Which to keep? Which to cull? For me asking this question makes me wonder why we keep books in the first place. The librarians among you are probably already composing replies in your head asking why in God's name I buy books at all if my book-hoard is such a problem. Why not just borrow them? I guess the answer to that question is this: owning a book, I think, is quite different from just reading it. This will sound a bit weird, but for me a book is more than an orderly little pile of paper. It represents, in material form, the thought of another person. When you own a book, you are sharing your space with an object that continually represents to you that thought. Owning a book is, well, a little commitment to the book's contents. It's a commitment both to another person -- the author -- and in some ways to yourself. Owning a book says: yes, this living structure of thought is important to me. With the author, I thought these thoughts, I dreamed these dreams.

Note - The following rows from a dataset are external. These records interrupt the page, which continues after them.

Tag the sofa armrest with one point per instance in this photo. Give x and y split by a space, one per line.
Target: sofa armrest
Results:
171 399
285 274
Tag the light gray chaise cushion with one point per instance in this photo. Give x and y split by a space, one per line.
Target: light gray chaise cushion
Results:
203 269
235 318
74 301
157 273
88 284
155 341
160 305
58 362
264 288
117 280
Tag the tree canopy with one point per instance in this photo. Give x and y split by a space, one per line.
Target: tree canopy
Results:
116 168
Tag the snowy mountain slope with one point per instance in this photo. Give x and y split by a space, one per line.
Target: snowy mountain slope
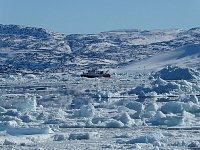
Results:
186 56
19 37
36 49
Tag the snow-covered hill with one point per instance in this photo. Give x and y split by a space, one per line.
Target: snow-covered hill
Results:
36 49
186 56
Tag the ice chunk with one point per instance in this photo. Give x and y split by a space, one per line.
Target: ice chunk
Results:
83 136
177 73
7 124
172 107
125 119
137 106
28 131
86 111
112 123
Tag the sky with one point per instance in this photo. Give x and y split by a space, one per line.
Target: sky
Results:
95 16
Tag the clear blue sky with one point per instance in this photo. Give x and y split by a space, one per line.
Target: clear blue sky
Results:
94 16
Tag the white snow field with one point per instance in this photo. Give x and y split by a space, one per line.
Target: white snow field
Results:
187 56
151 104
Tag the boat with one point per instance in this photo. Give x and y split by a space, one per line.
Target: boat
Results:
95 74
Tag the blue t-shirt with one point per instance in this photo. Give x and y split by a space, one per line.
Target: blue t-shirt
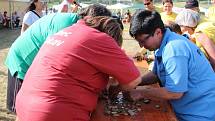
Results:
182 67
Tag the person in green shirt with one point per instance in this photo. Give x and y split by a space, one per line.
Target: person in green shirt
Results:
26 46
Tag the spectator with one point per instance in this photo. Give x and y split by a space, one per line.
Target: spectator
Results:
67 89
205 39
188 21
173 27
149 5
211 11
16 19
194 5
27 45
34 12
6 19
185 75
168 14
1 18
65 6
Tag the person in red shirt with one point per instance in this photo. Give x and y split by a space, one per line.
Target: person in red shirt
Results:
71 69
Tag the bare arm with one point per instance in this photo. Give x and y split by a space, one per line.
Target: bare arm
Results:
208 45
152 92
75 9
64 9
149 78
24 27
131 85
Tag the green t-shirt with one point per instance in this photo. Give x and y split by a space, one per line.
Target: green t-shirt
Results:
27 45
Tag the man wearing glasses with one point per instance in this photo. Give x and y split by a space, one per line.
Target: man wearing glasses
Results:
149 5
185 75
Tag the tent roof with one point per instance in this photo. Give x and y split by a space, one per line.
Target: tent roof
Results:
20 0
118 6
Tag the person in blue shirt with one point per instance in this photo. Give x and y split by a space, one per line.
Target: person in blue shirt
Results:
186 77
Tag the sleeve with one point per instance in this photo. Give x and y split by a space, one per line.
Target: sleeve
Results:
27 19
176 74
106 56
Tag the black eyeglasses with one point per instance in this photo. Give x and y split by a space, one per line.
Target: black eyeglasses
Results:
147 3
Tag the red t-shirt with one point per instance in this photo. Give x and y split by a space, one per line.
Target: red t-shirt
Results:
68 73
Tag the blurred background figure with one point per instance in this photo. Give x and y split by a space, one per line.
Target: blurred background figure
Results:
6 19
119 15
194 5
168 14
174 27
15 19
188 21
65 6
1 18
205 39
211 11
33 13
127 17
149 5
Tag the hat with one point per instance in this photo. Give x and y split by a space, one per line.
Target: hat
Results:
192 4
188 18
208 28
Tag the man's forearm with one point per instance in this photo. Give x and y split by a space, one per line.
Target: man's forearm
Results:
149 78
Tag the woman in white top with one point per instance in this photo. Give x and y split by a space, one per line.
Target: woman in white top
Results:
34 12
65 6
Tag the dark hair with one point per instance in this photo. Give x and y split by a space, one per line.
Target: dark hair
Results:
94 10
174 27
191 4
119 21
145 22
167 1
32 6
107 25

Or I did once. Or I might in the future.

Sometimes I WANT to make that commitment -- which is why I buy books. But over time the number of those commitments can start to get overwhelming. Sometimes your tastes change, and a commitment that seemed enormously meaningful for a while fades as time passes. In that case, what are you really keeping when you keep a book? Ghosts of your earlier self? A false sense of changelessness in a world of change? Is that something you really want in your space?

It could be that someday all these questions will seem even sillier than they do now. We'll all be reading books digitally, and we'll be able to store the contents of a university library in a digital reading device no larger than a ham sandwich. To some extent those digital choices are already available -- I'd say at least half of my current hoard is available for free on Project Gutenberg. But I'm an old fogey who's not used to that. Digital books have zero emotional resonance for me -- it's precisely because they don't take up space that I don't read them. You can't LIVE with digital books the same way you can with real ones. My study is set up so that I can see my Tolkien collection from where I sit, and that means something to me. In the painfully clutter-free future, we'll have our space, no doubt, but no sense of books as commitment, no brilliance and foolishness and snark and laughter and glorious worlds of story whispering continually from our walls. I want my space. But maybe not quite that much of it?

So. *Turns to task she is procrastinating about by writing this post*. That four-volume biography of Shaw. That cluster of mysteries by Iain Pears. Keep or cut?